Belt and Road Initiative (BRI) meningkat volume perdagangan Tiongkok dengan negara-negara Afrika. Namun, dari total volume perdagangan itu, negara-negara Afrika mengalami defisit yang terus membengkak. 

Financial Post melaporkan, pada tahun 2023 secara keseluruhan perdagangan antara Tiongkok dan Afrika tumbuh sebesar 1,5 persen. Namun, ekspor Afrika ke Tiongkok menunjukkan penurunan sebesar 6,7 persen menjadi 109 miliar dolar AS. Di sisi lain, ekspor Tiongkok ke benua itu tumbuh sebesar 7,5 persen menjadi 173 miliar dolar AS.

Tiongkok telah memanfaatkan sepenuhnya platform African Continental Free Trade Area (AfCFTA) dan hanya mengimpor bahan mentah dari negara-negara Afrika, kata Linda Calabrese, peneliti senior di ODI Global yang berbasis di London. 


“China telah menjadi mitra dagang utama Afrika selama lebih dari satu dekade. Sejak 2012, sebagian besar impor Afrika berasal dari China, dan sebagian besar ekspor Afrika ditujukan ke China. Namun, China telah mempertahankan surplus perdagangan setidaknya sejak 2015,” katanya.

Hal ini telah menyebabkan tekanan di antara negara-negara Afrika. Presiden Uganda Yoweri Museveni menuntut China mengimpor produk jadi dan bukan hanya bahan mentah yang lebih murah. 

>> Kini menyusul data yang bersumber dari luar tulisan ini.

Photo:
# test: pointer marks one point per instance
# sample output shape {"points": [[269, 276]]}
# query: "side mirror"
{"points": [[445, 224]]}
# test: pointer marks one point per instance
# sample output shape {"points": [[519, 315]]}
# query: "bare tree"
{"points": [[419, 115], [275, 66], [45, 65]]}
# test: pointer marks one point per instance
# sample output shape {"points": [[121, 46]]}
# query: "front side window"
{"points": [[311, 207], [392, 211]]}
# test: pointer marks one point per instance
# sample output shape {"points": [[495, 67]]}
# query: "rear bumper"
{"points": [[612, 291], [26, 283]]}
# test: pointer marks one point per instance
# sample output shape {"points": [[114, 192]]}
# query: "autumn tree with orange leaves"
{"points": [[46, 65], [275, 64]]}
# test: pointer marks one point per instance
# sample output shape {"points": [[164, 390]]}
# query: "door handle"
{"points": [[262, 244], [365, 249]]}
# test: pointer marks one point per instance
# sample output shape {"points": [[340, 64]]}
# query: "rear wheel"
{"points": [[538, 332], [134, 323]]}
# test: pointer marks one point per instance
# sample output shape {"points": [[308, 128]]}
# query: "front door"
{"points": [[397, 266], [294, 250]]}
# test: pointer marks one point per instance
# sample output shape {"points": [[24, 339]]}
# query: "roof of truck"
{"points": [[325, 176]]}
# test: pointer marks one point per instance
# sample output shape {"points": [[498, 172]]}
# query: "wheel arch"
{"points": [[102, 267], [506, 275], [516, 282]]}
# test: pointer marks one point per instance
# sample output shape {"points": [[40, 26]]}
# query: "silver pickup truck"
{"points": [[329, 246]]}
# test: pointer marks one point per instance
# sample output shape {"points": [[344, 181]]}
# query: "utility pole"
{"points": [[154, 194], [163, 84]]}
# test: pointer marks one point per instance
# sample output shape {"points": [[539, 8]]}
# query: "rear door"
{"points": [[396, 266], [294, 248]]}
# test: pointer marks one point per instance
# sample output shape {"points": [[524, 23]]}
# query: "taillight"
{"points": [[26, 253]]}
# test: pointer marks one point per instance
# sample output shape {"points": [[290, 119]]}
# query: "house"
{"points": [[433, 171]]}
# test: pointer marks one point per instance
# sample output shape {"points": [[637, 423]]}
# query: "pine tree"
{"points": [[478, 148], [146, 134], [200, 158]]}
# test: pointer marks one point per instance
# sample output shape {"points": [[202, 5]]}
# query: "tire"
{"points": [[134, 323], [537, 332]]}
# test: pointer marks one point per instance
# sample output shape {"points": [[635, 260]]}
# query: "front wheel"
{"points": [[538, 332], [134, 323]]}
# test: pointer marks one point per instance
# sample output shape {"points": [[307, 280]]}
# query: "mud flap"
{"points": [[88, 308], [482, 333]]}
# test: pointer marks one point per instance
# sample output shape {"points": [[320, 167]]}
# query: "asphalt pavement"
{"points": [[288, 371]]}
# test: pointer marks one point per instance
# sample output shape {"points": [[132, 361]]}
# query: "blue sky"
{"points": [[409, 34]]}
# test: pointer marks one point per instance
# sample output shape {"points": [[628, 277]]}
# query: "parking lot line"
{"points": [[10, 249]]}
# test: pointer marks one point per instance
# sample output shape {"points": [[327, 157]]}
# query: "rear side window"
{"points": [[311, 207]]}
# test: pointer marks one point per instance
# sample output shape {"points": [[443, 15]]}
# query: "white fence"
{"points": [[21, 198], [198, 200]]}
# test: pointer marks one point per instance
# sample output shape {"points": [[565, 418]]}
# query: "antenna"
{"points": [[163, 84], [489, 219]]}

“China harus membuka pasarnya untuk produk-produk Afrika, yang akan menguntungkan Afrika dan menghasilkan situasi yang saling menguntungkan bagi kedua belah pihak, mengingat Afrika telah banyak mengimpor dari China. Saya ingin mendorong China untuk lebih membuka pasar mereka untuk kopi olahan dan produk lainnya, bukan hanya bahan mentah,” tambahnya.

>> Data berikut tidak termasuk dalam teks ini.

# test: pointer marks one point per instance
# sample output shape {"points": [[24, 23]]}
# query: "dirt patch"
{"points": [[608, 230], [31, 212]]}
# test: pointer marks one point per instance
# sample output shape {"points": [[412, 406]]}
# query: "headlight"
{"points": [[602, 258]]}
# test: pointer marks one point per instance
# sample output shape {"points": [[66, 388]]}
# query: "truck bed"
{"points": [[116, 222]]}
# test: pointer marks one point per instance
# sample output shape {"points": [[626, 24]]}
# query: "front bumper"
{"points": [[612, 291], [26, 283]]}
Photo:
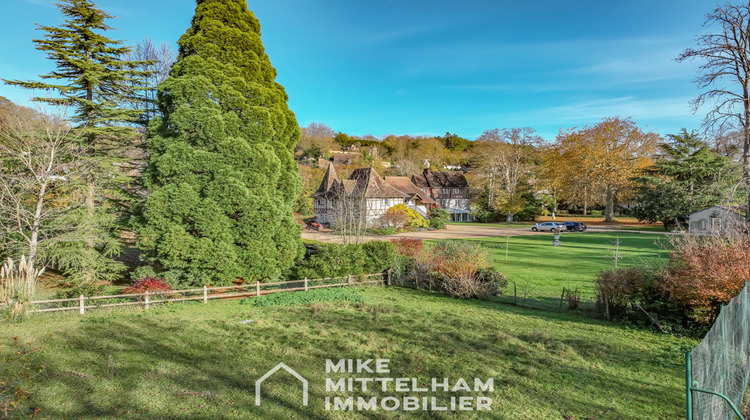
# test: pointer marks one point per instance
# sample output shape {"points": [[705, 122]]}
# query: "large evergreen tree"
{"points": [[221, 173], [686, 177], [92, 75], [94, 80]]}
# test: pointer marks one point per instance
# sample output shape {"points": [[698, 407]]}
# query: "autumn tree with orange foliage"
{"points": [[599, 163], [707, 272]]}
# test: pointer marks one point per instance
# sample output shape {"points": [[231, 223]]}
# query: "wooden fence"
{"points": [[204, 294]]}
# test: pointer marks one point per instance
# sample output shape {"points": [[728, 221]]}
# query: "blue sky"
{"points": [[427, 67]]}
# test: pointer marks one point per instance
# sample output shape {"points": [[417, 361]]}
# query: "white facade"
{"points": [[713, 220]]}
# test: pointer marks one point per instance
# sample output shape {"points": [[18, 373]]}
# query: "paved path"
{"points": [[458, 231]]}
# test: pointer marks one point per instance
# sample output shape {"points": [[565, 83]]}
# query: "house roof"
{"points": [[362, 181], [740, 209], [440, 179], [373, 185], [405, 185]]}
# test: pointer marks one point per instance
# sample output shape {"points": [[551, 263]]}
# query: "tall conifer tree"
{"points": [[221, 173], [93, 79]]}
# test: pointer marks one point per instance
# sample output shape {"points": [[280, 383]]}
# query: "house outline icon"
{"points": [[271, 372]]}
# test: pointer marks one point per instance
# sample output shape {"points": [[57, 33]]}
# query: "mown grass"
{"points": [[198, 361], [541, 270]]}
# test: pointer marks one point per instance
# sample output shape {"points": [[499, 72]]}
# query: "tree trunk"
{"points": [[89, 223], [609, 212], [585, 200], [746, 163]]}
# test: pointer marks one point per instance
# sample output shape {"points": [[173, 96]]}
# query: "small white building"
{"points": [[716, 220]]}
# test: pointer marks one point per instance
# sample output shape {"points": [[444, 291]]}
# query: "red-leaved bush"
{"points": [[455, 265], [707, 272], [411, 248], [148, 284]]}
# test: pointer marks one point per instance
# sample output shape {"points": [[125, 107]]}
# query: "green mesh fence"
{"points": [[720, 364]]}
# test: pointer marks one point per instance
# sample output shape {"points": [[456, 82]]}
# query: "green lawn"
{"points": [[190, 361], [543, 269]]}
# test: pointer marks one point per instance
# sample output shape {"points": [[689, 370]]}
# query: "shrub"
{"points": [[379, 256], [86, 289], [334, 260], [148, 284], [408, 247], [388, 230], [706, 272], [494, 280], [346, 294], [616, 289], [17, 286], [455, 264], [457, 259], [438, 218], [18, 367], [396, 217], [401, 216]]}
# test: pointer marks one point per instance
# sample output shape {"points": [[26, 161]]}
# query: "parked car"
{"points": [[550, 226], [575, 226]]}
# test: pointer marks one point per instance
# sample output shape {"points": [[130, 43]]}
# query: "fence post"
{"points": [[561, 298], [725, 353], [688, 386]]}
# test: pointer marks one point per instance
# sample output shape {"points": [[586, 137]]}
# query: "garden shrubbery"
{"points": [[148, 284], [459, 268], [438, 218], [346, 294], [702, 274], [333, 260], [408, 247]]}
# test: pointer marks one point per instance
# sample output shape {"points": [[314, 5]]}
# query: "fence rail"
{"points": [[84, 303], [717, 371]]}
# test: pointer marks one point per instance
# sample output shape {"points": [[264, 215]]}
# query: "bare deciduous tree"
{"points": [[315, 140], [725, 74], [37, 164]]}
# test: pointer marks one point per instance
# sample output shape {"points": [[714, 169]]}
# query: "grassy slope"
{"points": [[547, 268], [197, 361]]}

Perdagangan impor Afrika dari China lebih tinggi daripada nilai ekspornya ke China, yang telah mengalami defisit perdagangan yang terus meningkat sejak 2012, kata Oyintarelado Moses, analis data untuk Global China Initiative di Boston University Global Development Policy Center.

“Keterlibatan perdagangan Afrika-China signifikan tetapi sebagian besar telah bergeser dari perdagangan yang relatif seimbang menjadi defisit perdagangan untuk negara-negara Afrika. Pada tahun 2022, nilai impor barang yang tinggi dari Tiongkok dan nilai ekspor yang relatif rendah ke Tiongkok menyebabkan defisit perdagangan yang mencapai 2,6 persen dari PDB pada tahun 2022,” tulis Moses seperti dikutip Financial Post.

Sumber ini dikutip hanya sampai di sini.